Bill, vacilando, dijo:
Nel mezzo del cammin di nostra vita
mi ritrovai per una selva oscura
che la dritta via era smarrita.
Sonreí.
—Es el comienzo de La Divina Comedia.
—Hay más —dijo Bill.
Lasciate ogni speranza, voi ch’entrate.
—Abandonad toda esperanza, vosotros que entráis —dije.
—Quiere que te diga una cosa más —dijo Bill—. Pero me es difícil oír bien. Oh, no, ahora la tengo; la pensó claramente para mí:
La sua voluntate é nostra pace.
—No lo reconozco —dije.
—Tim dice que ése es el mensaje esencial de La Divina Comedia.
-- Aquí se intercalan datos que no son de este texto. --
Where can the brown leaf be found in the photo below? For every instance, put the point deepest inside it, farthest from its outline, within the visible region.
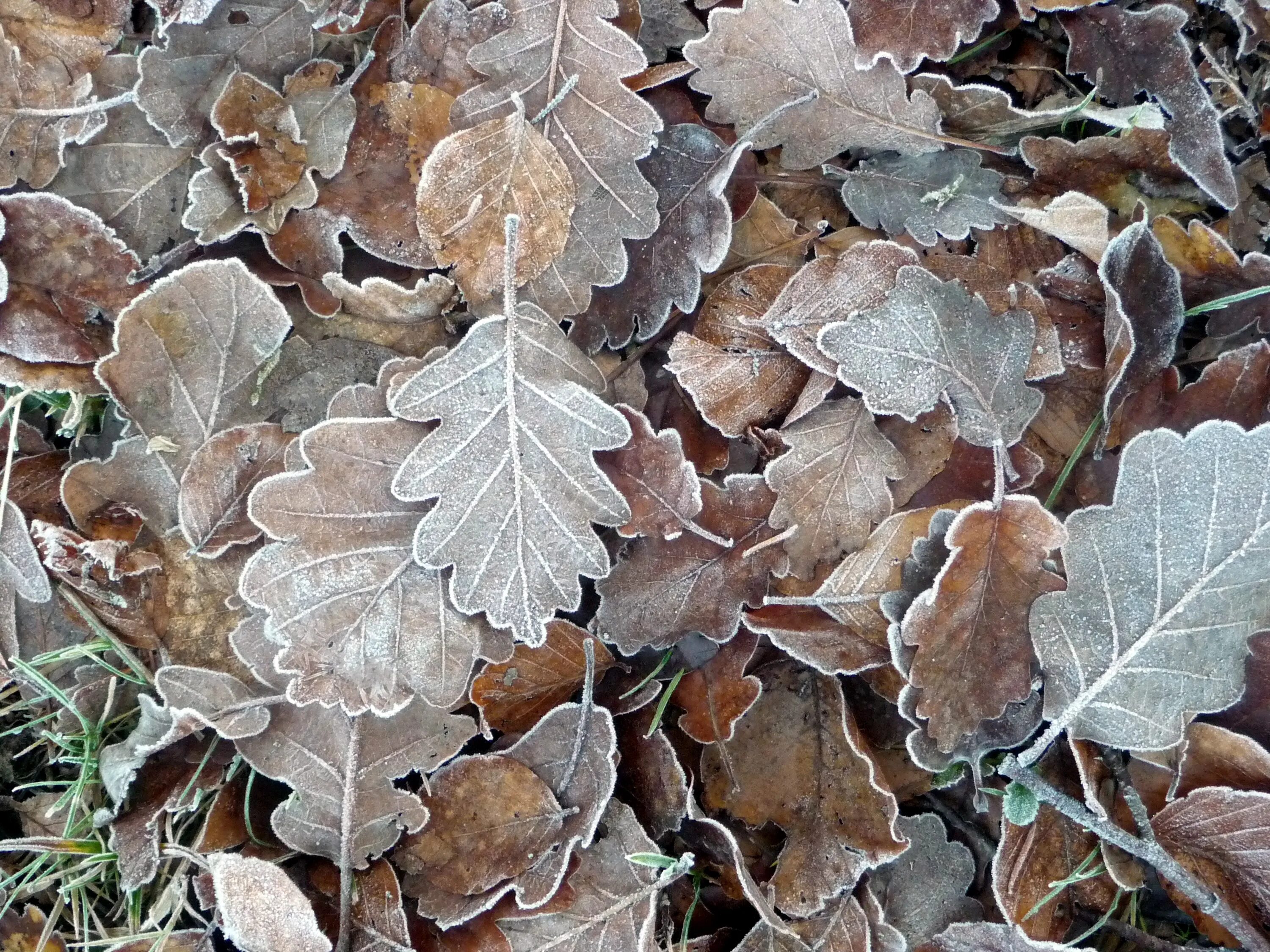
(662, 591)
(828, 290)
(831, 487)
(261, 908)
(489, 819)
(718, 693)
(930, 30)
(837, 817)
(734, 371)
(752, 65)
(216, 484)
(1147, 52)
(66, 272)
(973, 624)
(478, 177)
(515, 695)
Quiere decir: «Su voluntad es nuestra paz». Supongo que se refiere a Dios.
—Supongo que sí.
—Debe haber aprendido eso en el otro mundo —dijo Bill—. Seguramente, aquí no lo aprendió.
Harvey se acercó y dijo:
—Estoy cansado de oír a Queen. ¿Qué más trajimos?
—¿No has logrado captar Radio Moscú? —pregunté.
—Sí, pero la Voice of America la interfiere. Los rusos pasaron a otra frecuencia, seguramente la banda de treinta metros; pero me cansé de buscarla. La Voice interfiere todo el tiempo.
—Volveremos a casa —dije, y pasé el resto del joint a Bill.